Noel Designs actually started working on the Shook project six months before it won the $2.5 million contract. “We were working with the architect to develop specifications and help him value-engineer the project, in the hopes that we would get it,” Noel says. “We started working on the actual physical part of building the project in January of this year.” Most of the initial work was spent making jigs to speed up the preassembly part of the project. It is scheduled to be finished by the end of September.

Noel says that customer service is a big part of his company’s success. “With the Shook job, we’re out there with the superintendent and the carpenters who are installing the job, making sure things are going smoothly,” he explains. “Prior to that we were with the architects and the architectural firm.

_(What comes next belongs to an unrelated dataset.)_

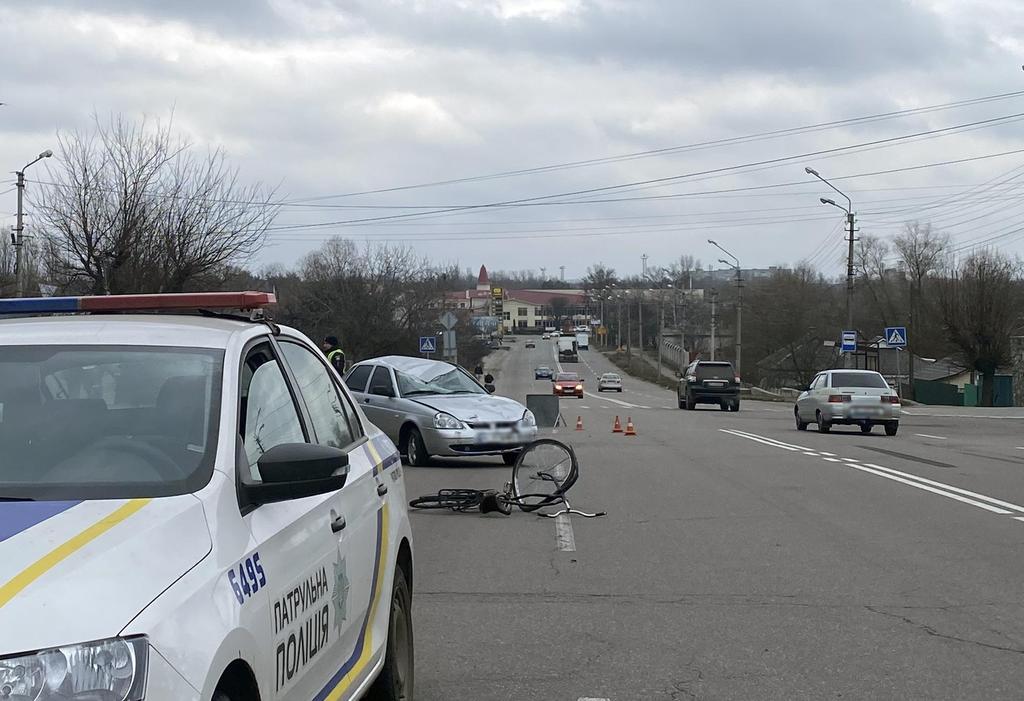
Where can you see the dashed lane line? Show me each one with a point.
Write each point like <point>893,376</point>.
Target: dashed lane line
<point>973,498</point>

We spent many hours with them helping to value-engineer the project as well as helping them with design elements.”

For example, the architects on the anigre lobby project did not want bookmatched veneer paneling, because they did not like the striped effect. Noel encouraged them to specify slipmatched paneling instead, and they agreed to it. Noel also encouraged the architects for the Shook project to specify that the panels be hand-tinted.

“We told them they needed to make sure the spec was written for the paneling to be blueprint matched, and if it were blueprint matched, it should be hand-tinted, because you’re going to get variations in color from panel to panel otherwise.” He says that other companies would normally run paneling through a curtain coater, but that would result in a lower quality product.

“Every architect isn’t a millwork expert, so we try to help them out when we can,” Noel says. “We try to give them what their design intent is to the letter. We know when something is not a good idea, and we tell them so. I think they appreciate it, because we’ve been doing this for a long time, and we know what looks good.”